Straight couples are turning to the Massachusetts Supreme Judicial Court decision legalizing gay marriage as philosophical inspiration for their own secular weddings:
With a little deft editing, respecting both the listener’s patience and the layperson’s general disinterest in legal footnotes, a bride- or groom-to-be could stitch together some of [Chief Justice Margaret H. Marshall]’s most elegant observations into an affirmative case for marriage that even the Westboro Baptist Church would not protest. As support for gay marriage increased, that softer packaging of [Goodridge v. Department of Public Health]—and the universal themes it advances—found a foothold in the weddings canon.
It was Marshall’s line about “yearnings for security, safe haven, and connection” that grabbed Bethany Albertson when, in 2008, she started looking online for material to use in her secular ceremony that fall. … “For us, the thing was ‘How do you make it meaningful when it’s not a religious ceremony?’?” says Albertson. “That opinion had to make the case why civil marriage was important.”
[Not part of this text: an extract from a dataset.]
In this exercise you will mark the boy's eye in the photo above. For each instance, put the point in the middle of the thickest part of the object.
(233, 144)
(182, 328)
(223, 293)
A taste of Marshall's opinion:
Civil marriage is at once a deeply personal commitment to another human being and a highly public celebration of the ideals of mutuality, companionship, intimacy, fidelity, and family … Because it fulfills yearnings for security, safe haven, and connection that express our common humanity, civil marriage is an esteemed institution, and the decision whether and whom to marry is among life’s momentous acts of self-definition.